Research group Epigenetics
The research group epigenetics focuses on the mechanisms that regulate human genome behaviour. These mechanisms are primarily responsible for generating cell-type specific gene expression profiles, which give rise to the large variety of cellular identities with diverse functionalities in the human body. Changes in epigenetic regulation are often at the core of pathological processes that lead to cellular dysfunctionality and result in organ malfunction and disease.
Crosstalk of proviral DNA with the human genome in chronic infection with human immunodeficiency virus (HIV)
A variety of human pathogenic viruses can enter a state of viral latency upon infection. This dormant state is thought to enable evasion from immune surveillance, permits long term persistence of the viral genome within the host cell and establishment of a chronic infection.
HIV replicates through integration of proviral DNA into the genome of infected cells. This viral life cycle has several intriguing features. Integrated proviral sequences can be transcriptionally repressed, resulting in a latently infected reservoir that is hampering current efforts to eradicate HIV once infection has occurred. Furthermore, chronically HIV-infected patients accumulate a large number of defective proviral sequences within the genomes of HIV target cells. Very little is known to date about the impact of these sequences on host cell biology.

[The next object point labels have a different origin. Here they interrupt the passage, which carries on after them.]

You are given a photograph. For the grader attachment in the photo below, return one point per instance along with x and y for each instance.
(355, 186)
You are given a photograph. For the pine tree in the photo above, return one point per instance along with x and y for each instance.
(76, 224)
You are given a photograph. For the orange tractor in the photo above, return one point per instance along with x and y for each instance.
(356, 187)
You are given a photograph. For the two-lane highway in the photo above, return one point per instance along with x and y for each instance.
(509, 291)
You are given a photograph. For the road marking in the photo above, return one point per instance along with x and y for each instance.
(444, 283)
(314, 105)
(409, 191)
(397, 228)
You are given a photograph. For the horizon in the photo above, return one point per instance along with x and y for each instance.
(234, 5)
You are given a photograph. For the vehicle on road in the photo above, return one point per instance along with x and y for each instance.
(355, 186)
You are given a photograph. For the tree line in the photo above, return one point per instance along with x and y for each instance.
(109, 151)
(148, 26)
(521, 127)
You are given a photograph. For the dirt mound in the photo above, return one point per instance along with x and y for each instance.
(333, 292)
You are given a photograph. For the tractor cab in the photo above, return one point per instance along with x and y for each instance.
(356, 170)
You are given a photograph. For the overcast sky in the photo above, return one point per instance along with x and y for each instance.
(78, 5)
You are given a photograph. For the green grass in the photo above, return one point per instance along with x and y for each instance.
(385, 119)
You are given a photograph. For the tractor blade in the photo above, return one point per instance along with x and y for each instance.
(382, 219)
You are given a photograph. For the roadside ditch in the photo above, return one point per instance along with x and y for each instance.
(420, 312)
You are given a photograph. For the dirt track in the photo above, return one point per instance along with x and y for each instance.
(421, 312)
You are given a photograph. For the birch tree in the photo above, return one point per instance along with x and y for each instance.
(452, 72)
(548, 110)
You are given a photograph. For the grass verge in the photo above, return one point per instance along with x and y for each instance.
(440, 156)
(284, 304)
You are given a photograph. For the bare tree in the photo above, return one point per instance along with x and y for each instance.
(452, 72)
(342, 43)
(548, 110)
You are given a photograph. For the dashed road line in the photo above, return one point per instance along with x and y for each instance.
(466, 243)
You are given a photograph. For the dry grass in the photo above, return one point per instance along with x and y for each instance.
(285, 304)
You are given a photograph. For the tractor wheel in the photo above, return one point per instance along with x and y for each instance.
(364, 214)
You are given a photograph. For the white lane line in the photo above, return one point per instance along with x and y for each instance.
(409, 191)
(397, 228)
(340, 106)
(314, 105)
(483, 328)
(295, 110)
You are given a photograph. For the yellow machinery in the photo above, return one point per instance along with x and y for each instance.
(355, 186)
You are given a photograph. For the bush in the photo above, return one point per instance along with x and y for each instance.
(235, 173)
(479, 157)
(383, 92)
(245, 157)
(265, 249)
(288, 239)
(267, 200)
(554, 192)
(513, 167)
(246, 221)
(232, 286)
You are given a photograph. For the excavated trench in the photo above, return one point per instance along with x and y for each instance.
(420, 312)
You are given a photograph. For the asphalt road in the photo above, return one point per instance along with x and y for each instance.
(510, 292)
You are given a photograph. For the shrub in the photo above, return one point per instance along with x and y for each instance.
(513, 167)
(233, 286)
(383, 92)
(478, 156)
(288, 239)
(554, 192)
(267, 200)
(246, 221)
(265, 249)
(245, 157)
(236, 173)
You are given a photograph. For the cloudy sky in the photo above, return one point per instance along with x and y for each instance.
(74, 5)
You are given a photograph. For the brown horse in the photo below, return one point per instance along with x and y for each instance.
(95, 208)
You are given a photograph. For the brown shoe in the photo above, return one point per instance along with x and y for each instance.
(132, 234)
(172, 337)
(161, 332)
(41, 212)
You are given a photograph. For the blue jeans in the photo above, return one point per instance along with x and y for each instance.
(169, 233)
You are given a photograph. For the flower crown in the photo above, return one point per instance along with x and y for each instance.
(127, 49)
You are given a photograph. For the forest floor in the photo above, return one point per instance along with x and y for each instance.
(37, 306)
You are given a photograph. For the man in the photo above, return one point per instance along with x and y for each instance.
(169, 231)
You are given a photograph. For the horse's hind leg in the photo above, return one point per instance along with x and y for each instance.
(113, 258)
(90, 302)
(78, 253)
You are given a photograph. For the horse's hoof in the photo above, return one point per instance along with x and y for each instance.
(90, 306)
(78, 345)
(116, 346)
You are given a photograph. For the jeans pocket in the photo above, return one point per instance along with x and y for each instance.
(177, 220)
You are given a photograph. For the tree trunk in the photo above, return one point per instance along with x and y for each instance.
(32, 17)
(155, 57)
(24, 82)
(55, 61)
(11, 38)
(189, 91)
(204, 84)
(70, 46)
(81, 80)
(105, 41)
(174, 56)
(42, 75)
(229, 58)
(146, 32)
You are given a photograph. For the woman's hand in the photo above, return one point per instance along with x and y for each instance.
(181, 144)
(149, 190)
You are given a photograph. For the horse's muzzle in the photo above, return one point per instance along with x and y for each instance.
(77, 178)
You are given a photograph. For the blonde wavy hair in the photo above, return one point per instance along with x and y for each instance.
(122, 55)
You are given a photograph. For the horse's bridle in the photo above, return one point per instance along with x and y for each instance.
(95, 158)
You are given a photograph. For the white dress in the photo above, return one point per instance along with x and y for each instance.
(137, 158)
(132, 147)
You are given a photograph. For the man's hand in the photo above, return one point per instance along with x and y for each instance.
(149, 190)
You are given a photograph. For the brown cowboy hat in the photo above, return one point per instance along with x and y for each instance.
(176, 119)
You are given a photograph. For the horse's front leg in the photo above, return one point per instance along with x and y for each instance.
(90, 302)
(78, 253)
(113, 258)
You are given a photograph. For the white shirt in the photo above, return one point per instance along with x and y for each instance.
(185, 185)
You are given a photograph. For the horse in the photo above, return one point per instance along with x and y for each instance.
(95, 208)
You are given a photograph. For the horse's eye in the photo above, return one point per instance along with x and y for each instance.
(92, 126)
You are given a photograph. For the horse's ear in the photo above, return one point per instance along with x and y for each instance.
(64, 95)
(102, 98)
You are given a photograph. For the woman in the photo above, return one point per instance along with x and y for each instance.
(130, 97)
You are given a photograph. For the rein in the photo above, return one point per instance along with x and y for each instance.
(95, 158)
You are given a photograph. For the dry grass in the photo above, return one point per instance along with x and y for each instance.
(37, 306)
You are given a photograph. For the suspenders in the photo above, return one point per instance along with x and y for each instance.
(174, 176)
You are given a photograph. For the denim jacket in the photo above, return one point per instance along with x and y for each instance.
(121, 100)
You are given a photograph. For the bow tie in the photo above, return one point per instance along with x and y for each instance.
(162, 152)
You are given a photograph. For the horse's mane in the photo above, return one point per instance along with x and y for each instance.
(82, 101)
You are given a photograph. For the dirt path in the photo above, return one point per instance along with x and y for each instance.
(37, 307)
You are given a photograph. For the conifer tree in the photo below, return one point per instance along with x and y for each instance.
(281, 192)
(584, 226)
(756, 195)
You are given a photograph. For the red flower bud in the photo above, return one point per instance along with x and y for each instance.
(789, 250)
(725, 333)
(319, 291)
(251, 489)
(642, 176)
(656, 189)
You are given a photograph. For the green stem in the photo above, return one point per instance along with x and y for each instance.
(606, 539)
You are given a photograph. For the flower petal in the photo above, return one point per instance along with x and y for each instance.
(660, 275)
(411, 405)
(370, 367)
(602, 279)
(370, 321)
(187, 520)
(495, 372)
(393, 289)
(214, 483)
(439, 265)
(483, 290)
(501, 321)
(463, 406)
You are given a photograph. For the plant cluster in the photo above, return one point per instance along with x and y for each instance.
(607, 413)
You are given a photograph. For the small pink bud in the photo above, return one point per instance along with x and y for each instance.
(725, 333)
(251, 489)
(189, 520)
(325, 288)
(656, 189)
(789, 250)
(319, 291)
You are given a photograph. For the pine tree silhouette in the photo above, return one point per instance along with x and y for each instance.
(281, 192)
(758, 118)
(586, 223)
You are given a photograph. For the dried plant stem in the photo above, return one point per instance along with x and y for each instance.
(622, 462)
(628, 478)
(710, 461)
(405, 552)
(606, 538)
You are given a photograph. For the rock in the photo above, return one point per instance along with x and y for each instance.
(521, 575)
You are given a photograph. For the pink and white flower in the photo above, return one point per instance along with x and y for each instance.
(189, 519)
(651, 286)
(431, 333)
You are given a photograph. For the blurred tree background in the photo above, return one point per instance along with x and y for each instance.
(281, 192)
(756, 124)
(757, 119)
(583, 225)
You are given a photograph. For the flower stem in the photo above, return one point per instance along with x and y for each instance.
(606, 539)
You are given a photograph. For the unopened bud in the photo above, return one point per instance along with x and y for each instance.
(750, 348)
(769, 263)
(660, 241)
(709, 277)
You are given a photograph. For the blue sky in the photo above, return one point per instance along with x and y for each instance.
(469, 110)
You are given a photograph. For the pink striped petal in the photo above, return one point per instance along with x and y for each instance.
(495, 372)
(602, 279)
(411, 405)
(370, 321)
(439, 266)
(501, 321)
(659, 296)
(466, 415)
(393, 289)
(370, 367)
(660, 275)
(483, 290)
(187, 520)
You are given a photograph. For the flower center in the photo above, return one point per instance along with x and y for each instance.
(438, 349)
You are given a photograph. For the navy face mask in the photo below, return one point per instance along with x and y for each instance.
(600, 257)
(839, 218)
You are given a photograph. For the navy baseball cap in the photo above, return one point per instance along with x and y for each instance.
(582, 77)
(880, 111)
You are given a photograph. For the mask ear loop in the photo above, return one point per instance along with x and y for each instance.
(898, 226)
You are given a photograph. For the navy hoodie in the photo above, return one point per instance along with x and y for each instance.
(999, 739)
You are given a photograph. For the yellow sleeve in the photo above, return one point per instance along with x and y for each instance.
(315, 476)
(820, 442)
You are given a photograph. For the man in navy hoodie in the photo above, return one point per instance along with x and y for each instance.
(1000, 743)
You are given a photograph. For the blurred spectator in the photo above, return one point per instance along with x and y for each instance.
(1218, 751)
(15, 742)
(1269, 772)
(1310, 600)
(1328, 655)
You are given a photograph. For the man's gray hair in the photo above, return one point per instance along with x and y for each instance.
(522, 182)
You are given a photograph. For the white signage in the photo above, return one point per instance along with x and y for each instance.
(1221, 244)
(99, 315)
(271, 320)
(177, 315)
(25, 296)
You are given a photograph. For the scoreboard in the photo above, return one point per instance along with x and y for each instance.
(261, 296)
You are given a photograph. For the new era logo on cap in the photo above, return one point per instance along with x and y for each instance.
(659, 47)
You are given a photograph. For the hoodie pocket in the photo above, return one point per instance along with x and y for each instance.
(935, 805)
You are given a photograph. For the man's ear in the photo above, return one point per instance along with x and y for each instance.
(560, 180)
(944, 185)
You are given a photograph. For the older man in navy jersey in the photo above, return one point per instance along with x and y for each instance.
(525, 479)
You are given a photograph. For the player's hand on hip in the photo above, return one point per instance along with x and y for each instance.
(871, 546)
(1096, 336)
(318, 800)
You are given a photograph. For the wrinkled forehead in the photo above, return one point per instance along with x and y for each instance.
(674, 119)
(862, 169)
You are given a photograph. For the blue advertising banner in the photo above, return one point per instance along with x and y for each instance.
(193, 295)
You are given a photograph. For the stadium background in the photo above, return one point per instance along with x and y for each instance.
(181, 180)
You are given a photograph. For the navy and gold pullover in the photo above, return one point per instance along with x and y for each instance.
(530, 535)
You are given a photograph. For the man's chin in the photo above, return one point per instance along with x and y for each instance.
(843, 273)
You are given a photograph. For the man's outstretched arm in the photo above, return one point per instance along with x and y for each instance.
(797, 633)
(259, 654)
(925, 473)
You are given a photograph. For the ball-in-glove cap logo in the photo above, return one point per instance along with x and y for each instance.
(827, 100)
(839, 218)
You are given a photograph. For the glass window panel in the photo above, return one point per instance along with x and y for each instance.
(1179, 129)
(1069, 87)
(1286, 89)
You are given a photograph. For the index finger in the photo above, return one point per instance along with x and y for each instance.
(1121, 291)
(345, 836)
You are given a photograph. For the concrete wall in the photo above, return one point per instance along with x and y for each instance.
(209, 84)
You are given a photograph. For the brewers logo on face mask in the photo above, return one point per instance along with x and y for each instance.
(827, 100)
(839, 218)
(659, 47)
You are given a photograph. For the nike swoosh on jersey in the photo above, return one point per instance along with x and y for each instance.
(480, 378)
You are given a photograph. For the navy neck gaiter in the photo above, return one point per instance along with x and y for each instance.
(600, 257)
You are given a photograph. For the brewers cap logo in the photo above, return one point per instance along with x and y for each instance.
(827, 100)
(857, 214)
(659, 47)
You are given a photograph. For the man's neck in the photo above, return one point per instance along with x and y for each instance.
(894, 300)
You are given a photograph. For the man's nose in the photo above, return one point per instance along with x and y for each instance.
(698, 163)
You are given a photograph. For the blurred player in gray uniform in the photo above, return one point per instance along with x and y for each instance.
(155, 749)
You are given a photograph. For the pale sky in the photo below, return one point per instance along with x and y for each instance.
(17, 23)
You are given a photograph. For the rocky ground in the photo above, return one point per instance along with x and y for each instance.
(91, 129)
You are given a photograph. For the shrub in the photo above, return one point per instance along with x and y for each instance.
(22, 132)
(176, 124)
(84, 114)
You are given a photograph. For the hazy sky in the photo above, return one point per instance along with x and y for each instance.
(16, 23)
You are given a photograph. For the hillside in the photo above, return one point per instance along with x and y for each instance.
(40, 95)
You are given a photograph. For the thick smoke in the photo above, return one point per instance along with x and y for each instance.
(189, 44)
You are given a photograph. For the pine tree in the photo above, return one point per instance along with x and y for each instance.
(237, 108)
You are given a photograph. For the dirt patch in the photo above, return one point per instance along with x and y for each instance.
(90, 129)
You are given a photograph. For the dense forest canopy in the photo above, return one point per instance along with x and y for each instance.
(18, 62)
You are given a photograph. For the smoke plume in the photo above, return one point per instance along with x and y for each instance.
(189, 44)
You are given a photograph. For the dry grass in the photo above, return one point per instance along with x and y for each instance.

The research project focuses on the mechanisms that govern choice of HIV integration site as well as HIV latency establishment and maintenance. Particular emphasis is put on epigenetic regulatory mechanisms. Generally we would like to understand how HIV proviral DNA integration impacts on host cell physiology.
In order to approach these questions, we employ a range of molecular biology techniques, focusing in particular on the analysis of local and genome-wide epigenetic and translational changes. We make use of site-specific targeting technologies (e.g. genome editing) in order to generate suitable cellular model systems.
Overall, we expect that our studies will promote our understanding of the biology of HIV infection and in particular of the impact of chronic infection on human host physiology. Eventually this understanding will be essential to optimize therapeutic strategies.